Summer 2021

Northern flights

Northern flights

Canadian North provides a vital lifeline for remote settlements but, in doing so, is regularly confronted by the impact of climate change

Given the amount of arguments surrounding the role aviation has to play in both connecting people but also causing global warming, it is astonishing to find a single airline that perfectly encapsulates the dilemma.

But listening to Canadian North President and CEO Chris Avery speaking online at the CAPA Live event in May is to be reminded of both the importance and the impact that aviation has on the modern world.

On the positive side, the airline is completely owned by the Inuit population who are indigenous to Canada’s Arctic north and who view the airline, which covers 40 per cent of the country’s landmass but serves just 1 per cent of its population, as a vital lifeline.

However, with aircraft emissions believed to be a significant contributor to global warming Avery says he is regularly confronted by the changes to the world’s climate and the unknown damage aviation does to it.

Avery says: “As I travel up north with my board chairman and other board members who live in the north, they will point to a bay and say, ‘in the middle of winter … when I was a kid, we walked across this bay to the other side and that’s where we would hunt’.

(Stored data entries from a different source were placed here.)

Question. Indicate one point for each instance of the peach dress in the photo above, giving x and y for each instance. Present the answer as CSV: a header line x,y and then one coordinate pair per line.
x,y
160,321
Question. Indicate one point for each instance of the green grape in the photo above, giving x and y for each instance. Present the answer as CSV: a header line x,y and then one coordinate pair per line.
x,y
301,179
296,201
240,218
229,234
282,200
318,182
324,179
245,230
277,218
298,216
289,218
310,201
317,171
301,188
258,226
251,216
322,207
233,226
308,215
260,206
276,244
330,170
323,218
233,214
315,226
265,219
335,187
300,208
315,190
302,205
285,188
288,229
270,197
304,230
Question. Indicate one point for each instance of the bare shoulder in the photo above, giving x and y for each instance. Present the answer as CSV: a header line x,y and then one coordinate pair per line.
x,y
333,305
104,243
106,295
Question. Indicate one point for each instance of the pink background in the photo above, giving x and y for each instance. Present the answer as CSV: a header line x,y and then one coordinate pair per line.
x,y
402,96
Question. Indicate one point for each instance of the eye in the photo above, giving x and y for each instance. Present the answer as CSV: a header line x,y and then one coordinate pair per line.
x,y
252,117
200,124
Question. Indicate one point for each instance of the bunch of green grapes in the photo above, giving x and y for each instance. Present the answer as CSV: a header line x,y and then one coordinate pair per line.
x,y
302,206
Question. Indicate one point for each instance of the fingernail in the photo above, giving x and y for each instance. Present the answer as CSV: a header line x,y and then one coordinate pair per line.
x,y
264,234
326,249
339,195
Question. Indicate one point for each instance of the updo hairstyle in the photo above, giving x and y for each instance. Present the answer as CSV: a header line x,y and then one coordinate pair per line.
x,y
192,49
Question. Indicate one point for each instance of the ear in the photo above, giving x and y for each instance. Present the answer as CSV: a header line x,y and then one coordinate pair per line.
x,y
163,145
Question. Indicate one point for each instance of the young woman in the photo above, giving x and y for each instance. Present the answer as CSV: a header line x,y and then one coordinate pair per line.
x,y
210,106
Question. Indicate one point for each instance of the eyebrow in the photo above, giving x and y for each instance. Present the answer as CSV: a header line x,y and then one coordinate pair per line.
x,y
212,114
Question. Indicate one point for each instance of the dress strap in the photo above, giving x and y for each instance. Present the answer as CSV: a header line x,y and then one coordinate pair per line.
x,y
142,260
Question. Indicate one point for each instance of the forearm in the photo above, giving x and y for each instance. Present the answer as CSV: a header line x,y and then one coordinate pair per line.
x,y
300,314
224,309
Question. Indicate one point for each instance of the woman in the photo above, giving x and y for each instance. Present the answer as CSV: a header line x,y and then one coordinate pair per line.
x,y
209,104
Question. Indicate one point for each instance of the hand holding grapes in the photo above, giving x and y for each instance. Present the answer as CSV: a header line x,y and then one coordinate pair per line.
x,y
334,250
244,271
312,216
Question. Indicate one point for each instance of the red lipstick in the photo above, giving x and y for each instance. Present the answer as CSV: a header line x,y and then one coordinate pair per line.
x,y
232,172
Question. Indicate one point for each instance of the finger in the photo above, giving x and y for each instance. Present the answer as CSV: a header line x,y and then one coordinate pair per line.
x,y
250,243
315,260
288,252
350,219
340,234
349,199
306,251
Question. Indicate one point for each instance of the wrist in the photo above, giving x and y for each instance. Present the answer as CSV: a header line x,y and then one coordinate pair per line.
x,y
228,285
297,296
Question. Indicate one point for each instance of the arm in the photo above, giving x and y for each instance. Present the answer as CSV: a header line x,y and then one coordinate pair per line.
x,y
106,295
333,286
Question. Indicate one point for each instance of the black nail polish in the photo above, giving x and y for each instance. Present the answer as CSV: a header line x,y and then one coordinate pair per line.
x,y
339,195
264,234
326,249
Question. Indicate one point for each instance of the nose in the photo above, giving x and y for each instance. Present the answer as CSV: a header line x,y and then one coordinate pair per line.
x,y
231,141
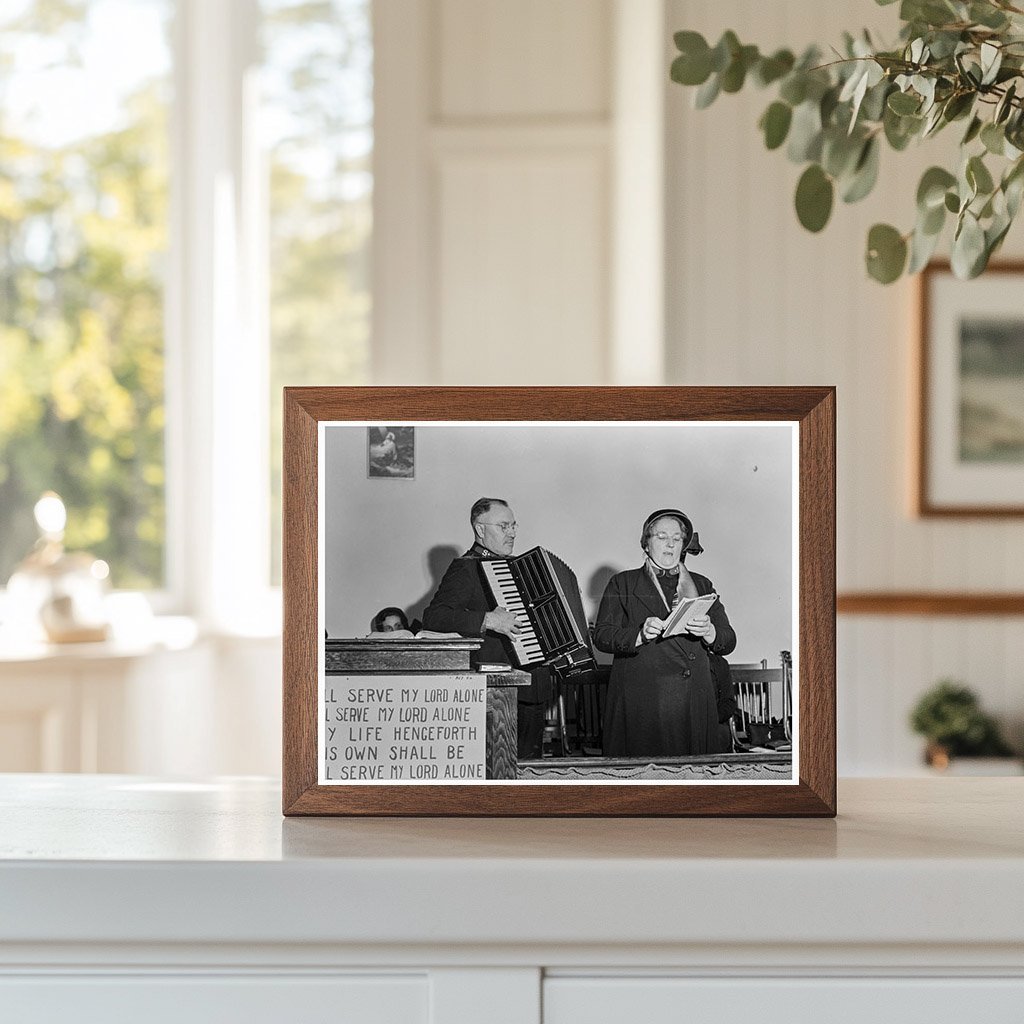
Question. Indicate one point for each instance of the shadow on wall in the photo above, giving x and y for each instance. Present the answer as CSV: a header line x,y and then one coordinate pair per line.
x,y
438,559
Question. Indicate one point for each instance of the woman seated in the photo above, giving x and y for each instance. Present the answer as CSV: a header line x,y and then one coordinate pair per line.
x,y
662,693
390,621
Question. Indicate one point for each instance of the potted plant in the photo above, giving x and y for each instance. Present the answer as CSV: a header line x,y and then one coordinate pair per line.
x,y
949,717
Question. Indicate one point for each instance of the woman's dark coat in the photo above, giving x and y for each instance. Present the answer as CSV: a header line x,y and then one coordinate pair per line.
x,y
662,694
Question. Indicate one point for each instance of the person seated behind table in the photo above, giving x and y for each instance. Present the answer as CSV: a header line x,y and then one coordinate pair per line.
x,y
389,621
462,604
662,692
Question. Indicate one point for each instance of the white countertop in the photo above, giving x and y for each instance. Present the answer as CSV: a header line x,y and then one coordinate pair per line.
x,y
124,859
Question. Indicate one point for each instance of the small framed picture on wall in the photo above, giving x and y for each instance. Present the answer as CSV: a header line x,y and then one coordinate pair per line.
x,y
970,443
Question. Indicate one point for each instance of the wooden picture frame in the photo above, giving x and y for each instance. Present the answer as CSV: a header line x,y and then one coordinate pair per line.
x,y
807,415
969,448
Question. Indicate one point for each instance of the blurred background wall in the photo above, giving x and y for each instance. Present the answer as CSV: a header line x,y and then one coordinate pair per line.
x,y
458,192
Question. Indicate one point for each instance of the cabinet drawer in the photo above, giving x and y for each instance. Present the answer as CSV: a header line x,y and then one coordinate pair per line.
x,y
782,1000
219,999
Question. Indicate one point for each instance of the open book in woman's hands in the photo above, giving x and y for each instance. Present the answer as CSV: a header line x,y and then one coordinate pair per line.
x,y
687,608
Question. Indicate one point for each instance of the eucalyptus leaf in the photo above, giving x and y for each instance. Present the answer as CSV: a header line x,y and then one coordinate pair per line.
x,y
933,186
993,138
875,100
840,152
903,103
814,198
978,176
932,221
724,50
805,133
991,59
708,92
886,253
972,132
957,105
693,64
865,173
775,123
734,76
1005,105
772,69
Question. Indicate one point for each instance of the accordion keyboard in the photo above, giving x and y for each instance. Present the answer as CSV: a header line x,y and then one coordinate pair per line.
x,y
526,645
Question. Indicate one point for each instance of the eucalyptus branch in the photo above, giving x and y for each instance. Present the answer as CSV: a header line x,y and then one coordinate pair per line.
x,y
834,117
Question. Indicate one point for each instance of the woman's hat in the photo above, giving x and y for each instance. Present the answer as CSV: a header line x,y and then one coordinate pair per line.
x,y
692,546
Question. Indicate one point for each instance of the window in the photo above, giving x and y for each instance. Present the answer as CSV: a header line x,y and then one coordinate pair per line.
x,y
83,237
185,194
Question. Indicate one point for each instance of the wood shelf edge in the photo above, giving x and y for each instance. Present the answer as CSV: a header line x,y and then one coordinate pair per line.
x,y
929,603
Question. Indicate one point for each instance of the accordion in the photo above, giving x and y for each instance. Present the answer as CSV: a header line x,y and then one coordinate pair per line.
x,y
543,592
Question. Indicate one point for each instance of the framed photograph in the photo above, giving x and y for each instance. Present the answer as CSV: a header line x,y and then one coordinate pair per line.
x,y
586,601
971,393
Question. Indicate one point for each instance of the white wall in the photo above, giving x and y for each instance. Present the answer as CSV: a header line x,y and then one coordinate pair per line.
x,y
755,299
583,493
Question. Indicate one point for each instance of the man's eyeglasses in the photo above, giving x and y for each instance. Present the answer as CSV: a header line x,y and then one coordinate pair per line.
x,y
506,527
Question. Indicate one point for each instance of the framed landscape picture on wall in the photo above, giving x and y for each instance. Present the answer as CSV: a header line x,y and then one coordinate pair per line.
x,y
585,601
971,393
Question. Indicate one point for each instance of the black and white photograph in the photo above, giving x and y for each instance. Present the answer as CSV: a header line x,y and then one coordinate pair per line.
x,y
560,602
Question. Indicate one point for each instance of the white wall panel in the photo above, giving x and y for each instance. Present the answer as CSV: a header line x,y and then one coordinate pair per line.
x,y
522,59
752,298
522,287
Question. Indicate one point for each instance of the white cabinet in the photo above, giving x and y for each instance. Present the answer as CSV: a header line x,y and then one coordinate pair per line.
x,y
782,1000
129,898
224,999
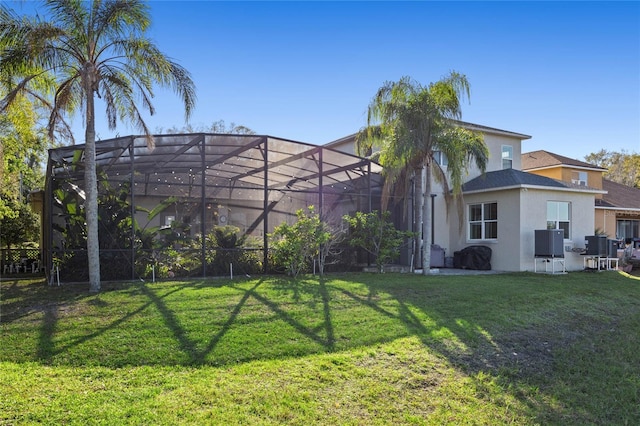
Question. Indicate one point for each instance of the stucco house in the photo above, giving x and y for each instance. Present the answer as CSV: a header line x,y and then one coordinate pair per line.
x,y
617,209
505,205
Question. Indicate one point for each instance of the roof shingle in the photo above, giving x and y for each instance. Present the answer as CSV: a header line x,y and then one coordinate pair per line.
x,y
539,159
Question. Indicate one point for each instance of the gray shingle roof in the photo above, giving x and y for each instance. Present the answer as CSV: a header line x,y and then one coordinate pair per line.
x,y
511,177
542,159
620,196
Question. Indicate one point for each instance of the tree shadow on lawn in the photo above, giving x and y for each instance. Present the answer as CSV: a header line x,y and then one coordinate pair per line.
x,y
466,325
547,347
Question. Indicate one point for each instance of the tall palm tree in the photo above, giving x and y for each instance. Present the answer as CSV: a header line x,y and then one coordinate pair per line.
x,y
409,123
95,48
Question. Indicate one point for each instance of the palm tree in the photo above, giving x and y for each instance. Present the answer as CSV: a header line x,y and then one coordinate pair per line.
x,y
90,49
409,124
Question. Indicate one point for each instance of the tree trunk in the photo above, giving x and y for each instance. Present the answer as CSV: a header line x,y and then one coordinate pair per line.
x,y
426,218
91,192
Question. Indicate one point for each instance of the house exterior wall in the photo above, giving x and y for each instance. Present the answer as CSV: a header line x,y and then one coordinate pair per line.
x,y
520,212
495,143
534,208
605,220
506,248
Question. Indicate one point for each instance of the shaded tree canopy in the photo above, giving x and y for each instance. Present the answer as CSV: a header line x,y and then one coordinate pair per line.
x,y
219,126
622,167
88,50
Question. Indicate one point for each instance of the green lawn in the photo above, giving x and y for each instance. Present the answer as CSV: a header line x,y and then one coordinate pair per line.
x,y
355,349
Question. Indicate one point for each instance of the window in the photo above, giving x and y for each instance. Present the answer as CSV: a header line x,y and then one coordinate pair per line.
x,y
440,158
166,220
483,221
507,156
579,178
558,216
628,229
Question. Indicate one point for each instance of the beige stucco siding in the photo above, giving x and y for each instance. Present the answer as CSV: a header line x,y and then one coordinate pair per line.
x,y
520,212
605,220
534,208
506,249
494,144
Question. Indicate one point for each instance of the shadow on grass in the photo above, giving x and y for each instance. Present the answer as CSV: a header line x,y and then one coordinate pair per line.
x,y
520,332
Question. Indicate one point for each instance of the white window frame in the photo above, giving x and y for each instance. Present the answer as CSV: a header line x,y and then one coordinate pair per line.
x,y
555,216
440,158
482,221
507,155
581,177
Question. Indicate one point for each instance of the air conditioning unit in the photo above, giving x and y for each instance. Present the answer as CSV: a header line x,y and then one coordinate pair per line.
x,y
596,245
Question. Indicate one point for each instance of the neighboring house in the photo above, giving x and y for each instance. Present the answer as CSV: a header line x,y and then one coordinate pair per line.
x,y
617,209
505,205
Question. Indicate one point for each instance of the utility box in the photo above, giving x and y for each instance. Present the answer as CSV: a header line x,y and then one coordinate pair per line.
x,y
612,248
549,243
596,245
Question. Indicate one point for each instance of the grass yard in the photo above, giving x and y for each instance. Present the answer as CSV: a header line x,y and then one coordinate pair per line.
x,y
353,349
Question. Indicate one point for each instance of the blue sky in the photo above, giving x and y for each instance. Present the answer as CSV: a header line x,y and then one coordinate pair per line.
x,y
567,74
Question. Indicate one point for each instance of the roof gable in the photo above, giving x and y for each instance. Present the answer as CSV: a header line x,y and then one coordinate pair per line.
x,y
545,159
619,196
509,178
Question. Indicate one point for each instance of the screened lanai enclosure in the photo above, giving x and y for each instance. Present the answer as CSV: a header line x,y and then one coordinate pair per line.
x,y
195,205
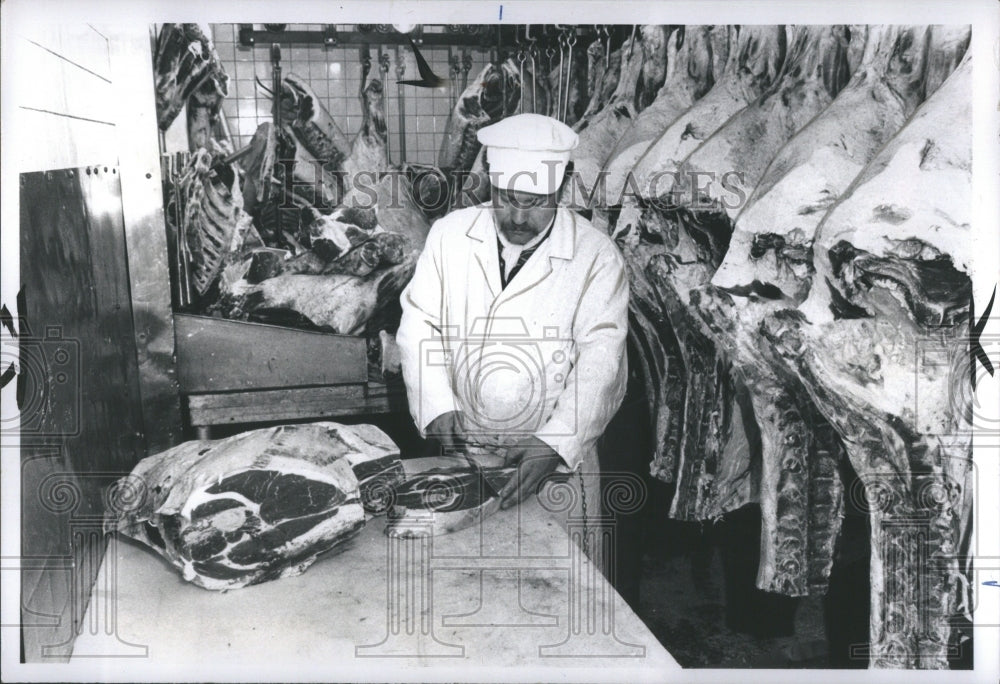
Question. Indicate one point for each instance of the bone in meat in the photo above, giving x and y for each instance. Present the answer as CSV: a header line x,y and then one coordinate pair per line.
x,y
257,506
892,263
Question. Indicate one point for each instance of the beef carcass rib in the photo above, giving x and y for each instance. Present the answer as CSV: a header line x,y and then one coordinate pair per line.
x,y
640,77
696,56
755,60
892,282
184,59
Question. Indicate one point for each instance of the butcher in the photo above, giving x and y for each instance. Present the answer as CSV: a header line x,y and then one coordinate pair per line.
x,y
512,337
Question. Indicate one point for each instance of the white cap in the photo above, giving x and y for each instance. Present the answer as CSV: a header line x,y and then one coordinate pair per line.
x,y
528,152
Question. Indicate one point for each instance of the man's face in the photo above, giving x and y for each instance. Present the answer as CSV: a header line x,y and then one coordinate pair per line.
x,y
522,215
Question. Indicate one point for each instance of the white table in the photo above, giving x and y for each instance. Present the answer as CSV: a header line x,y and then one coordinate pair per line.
x,y
507,599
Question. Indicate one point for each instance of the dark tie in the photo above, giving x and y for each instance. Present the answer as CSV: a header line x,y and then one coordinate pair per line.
x,y
522,259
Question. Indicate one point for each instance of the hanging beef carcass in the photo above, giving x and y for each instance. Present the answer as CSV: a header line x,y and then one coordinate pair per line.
x,y
753,64
493,95
345,304
352,304
772,236
881,346
727,166
696,56
213,217
260,505
446,499
314,127
183,61
641,75
603,69
769,266
369,158
712,469
567,84
755,59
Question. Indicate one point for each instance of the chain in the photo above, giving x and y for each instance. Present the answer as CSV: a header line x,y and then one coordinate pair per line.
x,y
583,500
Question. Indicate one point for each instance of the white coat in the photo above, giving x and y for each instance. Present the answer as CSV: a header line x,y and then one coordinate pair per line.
x,y
545,356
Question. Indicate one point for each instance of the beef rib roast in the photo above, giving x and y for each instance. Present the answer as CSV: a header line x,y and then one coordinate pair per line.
x,y
256,506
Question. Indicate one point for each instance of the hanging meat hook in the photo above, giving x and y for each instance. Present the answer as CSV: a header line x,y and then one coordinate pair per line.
x,y
521,58
383,65
570,42
401,103
550,52
631,43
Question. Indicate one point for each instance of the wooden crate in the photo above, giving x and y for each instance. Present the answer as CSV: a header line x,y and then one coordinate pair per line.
x,y
219,355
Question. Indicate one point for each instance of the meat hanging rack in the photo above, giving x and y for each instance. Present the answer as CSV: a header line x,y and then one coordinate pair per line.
x,y
453,35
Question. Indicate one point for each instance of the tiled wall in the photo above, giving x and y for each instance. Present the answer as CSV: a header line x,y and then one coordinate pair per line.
x,y
335,76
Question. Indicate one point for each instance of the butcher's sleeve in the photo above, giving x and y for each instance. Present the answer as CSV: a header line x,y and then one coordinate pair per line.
x,y
421,345
596,383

“Now, you can look across but you can’t walk across anymore, the water is still there and it hasn’t frozen over, despite it being at the peak of winter. We see firsthand through the communities we serve, our customers and our ownership group, the impact of global warming. We feel a strong responsibility for that.”

Vital connections
However, despite the regular reminder of the harm global warming is doing to the planet, Avery maintains Canadian North is needed to operate the services required to maintain the communities as they live and work in their traditional homelands.

And these services are highly varied, just as life is in that extreme an environment. At its most basic the airline delivers essential groceries including bread and milk but is also on hand to supply medical transport in emergencies.

Avery says: “We are the highways and the roads for most of the communities because most of the communities we serve are not accessible by roads, not accessible by rail but maybe accessible by sea, for about two months of the year. So we provide an essential service.”

Following a merger with rival Canadian airline First Air in November 2019, the services are operated by a fleet of 31 aircraft, including four combi aircraft, and revenues are raised through three streams: cargo, scheduled passengers and charter. However, operating that far north Avery says the weather can have far more of an impact on operations than it does in much of the rest of the world.
He adds: “It’s a harsh environment. In our airports there are times when the temperature gets to a certain degree low enough that it’s below the operational capabilities of the aircraft.”

Avery says the airline’s cargo business has been boosted by its working relationship with Amazon, which has been one of the winners of the Covid-19 pandemic as ecommerce boomed. The airline opened a new Amazon pickup facility at Iqaluit Airport in December 2020 to cope with the additional demand generated by consumers shopping from home.

Which is just as well as, like airlines around the world, the carrier’s passenger figures fell off a cliff in March 2020 as the Covid-19 pandemic spread out across the world.

Avery says: “Essentially 80 per cent, 90 per cent of our bookings disappeared; it hit us just as hard as everyone else and then we saw the territories we serve close off their borders.”
Even now, he adds many of the restrictions, such as a two-week quarantine period, still in place in Canada continue to damage the business badly.

Avery says: “You can imagine what that does for passenger traffic for us. We support the measures because it’s a small population, a tight-knit population, and the prospects of Covid-19 are challenging for the north.

“It doesn’t have the infrastructure of the south so we support these closures, but it’s devastating for the business, as you can imagine.”

Delayed recovery
Despite the hard work by the community to protect itself, Avery says Covid-19 has made it to Canada’s northernmost regions with the territory of Nunavut having the highest level of Covid-19 recorded in the 14 months since the pandemic began.

This has resulted in the area still undergoing quarantine, with some even tighter restrictions, meaning the airline is not feeling the optimism parts of the rest of the world are beginning to experience.

Avery adds: “We aren’t seeing the positive booking trends yet, having said that… we’re optimistic about it. There will be a recovery and we believe it will be a strong recovery.

“It’s a matter of when and, maybe in the north, that might be a little later or it might be faster because it’s more essential.”

When the recovery does come, Avery is also confident that it will be in part driven by the interline agreements Canadian North shares with both Air Canada and WestJet.

“That allows us to provide an extended network to our customers and it allows both our national airlines to expand their network,” he adds.

“I would say people in the north travel a fair bit, probably more so per capita … and out of necessity than most people in Canada and maybe in North America.”